PFSense refuses to port forward

More trouble with PFSense, what a surprise. I have moved my box over to PFSense and have been banging my head against this wall for 3 hours now.

I have followed the port forwarding guide exactly. I have setup the NAT rule with NAT reflection on to forward all traffic incoming on port 8006 to forward to an internal LAN address on the same port. The associated firewall rule is created too. Still when testing i get ERR_EMPTY_RESPONSE every time. I have tweaked, destroyed, recreated, and tweaked some more, still nothing. I even did a packet capture for thirty seconds capturing all packets destined for port 8006 on the WAN interface, and when i view the capture log: NOTHING. I can type in the same address and port number for external test using IPFire with the same port forward and it works flawlessly.

None of the troubleshooting guides help, the setup documentation is a joke. I would like to set up a whole network VPN as outlined in the great videos produced by Wendell and Friends but i'm not sticking with this POS if i can't even sort out a simple port forward.

Are you trying to setup a vpn that you van access your home network or trying to connect to a another vpn service?

Can you paste the NAT and WAN rules?

Also make sure you're testing it from an external connection, ie, not on your own LAN.

I'm not even bothering with the VPN stuff until i can get a simple port forward setup, which this firewall absolutely refuses to do.

Screenshot from 2017-04-29 13-56-29.png894x281 17.8 KB

Set up exactly how it is laid out in the pfsense "documentation".

And yes i have tested both from my phone through cell connection and by a friend.

Only rules present are the NAT reflection rules automatically created with these port forwards, so it should not be a rule conflict.

Ok copy just saw at the end where you wanted to setup a whole network vpn so was trying to help.

Are we trying to get to your proxmox web dashboard? If so is the firewall off on Proxmox.
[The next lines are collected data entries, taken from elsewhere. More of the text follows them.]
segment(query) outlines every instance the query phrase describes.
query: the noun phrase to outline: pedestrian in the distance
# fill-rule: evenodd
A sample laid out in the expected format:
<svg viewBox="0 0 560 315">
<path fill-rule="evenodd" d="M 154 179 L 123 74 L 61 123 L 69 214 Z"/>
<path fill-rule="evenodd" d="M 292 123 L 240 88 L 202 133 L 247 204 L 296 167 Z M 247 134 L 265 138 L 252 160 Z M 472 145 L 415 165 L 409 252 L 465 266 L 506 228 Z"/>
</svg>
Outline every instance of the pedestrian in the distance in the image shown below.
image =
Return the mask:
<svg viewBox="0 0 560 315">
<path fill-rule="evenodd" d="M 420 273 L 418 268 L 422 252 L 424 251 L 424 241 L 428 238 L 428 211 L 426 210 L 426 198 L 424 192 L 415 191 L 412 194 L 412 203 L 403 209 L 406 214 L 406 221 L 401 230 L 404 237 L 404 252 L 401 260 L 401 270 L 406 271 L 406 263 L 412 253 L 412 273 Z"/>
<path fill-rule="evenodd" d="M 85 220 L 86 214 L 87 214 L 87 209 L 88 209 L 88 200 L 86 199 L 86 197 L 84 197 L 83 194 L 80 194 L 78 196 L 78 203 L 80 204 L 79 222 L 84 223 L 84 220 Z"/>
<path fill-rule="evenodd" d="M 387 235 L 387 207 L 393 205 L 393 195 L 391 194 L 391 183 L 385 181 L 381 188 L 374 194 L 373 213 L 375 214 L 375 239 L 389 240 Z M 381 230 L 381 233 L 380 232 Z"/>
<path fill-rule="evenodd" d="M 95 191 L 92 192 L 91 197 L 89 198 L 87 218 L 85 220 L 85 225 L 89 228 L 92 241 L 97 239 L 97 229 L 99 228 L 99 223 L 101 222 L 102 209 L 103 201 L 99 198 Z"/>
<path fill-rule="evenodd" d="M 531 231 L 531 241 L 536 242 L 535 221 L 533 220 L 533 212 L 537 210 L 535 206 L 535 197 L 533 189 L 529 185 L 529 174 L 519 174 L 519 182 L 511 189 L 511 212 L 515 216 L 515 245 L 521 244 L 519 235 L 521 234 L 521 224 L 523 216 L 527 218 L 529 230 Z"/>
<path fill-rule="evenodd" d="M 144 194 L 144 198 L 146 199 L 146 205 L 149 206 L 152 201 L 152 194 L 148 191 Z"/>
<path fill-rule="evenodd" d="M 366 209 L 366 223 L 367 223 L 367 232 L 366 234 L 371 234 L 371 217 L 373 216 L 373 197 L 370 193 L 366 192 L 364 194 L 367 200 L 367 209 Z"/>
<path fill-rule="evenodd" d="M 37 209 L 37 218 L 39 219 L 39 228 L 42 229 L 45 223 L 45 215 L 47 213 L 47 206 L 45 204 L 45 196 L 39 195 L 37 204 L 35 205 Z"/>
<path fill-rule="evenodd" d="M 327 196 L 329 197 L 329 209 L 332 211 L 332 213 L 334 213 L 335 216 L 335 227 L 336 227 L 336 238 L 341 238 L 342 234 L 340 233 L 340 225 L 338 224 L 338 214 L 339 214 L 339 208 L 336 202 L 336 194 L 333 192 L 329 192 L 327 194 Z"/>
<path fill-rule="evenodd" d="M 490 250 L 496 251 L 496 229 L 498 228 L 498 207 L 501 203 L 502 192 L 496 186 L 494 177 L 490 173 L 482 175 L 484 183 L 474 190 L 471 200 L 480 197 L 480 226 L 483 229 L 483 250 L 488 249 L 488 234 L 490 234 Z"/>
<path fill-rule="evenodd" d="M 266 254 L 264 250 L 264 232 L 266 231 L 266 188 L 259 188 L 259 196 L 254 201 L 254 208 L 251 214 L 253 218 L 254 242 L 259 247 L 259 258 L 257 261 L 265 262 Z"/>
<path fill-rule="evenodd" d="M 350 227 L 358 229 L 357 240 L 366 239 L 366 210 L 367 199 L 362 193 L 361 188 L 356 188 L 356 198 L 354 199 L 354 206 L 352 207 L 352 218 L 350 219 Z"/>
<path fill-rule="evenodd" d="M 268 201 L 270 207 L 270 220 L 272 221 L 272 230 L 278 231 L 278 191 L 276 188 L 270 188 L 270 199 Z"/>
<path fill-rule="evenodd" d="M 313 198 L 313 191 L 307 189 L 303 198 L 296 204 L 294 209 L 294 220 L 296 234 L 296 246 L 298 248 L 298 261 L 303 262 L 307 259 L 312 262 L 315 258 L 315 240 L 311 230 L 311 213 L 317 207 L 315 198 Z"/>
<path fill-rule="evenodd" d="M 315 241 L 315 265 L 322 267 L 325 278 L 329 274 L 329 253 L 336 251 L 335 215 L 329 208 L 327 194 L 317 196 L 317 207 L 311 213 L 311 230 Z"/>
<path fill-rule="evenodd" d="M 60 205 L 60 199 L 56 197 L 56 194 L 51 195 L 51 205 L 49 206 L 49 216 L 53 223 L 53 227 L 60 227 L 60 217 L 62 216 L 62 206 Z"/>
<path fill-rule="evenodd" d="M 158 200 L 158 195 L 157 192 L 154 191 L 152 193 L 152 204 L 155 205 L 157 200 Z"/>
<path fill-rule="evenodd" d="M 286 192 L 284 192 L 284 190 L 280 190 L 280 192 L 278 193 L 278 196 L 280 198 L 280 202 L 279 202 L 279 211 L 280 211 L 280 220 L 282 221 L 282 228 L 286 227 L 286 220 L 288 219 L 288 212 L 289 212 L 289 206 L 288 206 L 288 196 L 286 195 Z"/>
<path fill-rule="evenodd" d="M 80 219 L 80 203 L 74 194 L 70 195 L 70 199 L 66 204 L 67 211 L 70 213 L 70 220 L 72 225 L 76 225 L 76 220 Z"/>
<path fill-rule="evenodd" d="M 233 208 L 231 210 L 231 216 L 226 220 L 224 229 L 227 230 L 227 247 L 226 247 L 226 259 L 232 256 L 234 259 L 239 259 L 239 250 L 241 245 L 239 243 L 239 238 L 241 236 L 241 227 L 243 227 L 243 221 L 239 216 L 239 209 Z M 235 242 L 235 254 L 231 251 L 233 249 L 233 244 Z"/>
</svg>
They say it not activated by default but double check that possibly.

i was able to get to the proxmox gui from the outside for more than 6 months using the same port forward on IPFire. i have made no changes to the proxmox firewall configuration.

Have you checked firewall logs and see if it shows anything being blocked when trying to access proxmox from outside?

Is NAT reflection set to use the system default?

I have tried both the system default and Pure NAT. Neither work.

firewall logs don't show anything being blocked on port 8006.

Can I see the wan and LAN rules too?

And here is a detailed view of the port forward. The other is identical except for the port range and destination IP.

Forward detail.png1151x969 58.5 KB

Is it just the proxmox one that isn't working or is it both?

Those rules look fine. You're certain that nothing has changed on proxmox that would prevent it from working? Have you reset pfsense since making these rules? Sometimes old rules can hang around in the state table until you either reset the state table or the whole machine if you want to be sure.

Is pfsense basically default or have you made other configuration changes?

Both are not working. I have not made any configuration changes to the proxmox server since the firewall switch. I have not rebooted the firewall since installing it but these are the only two rules i have attempted to create. It is basically default besides these two rules and DHCP enabled.

Okay, try restarting it

Rebooted. Still not working.

And you're not seeing anything in the firewall log? Try enabling logging for the two WAN rules and see if you see any allowed traffic on those ports.

Do you have another router between pfsense and the modem or id the modem connected directly to pfsense (in bridge mode or the equivalent). ie. is this a double NAT problem?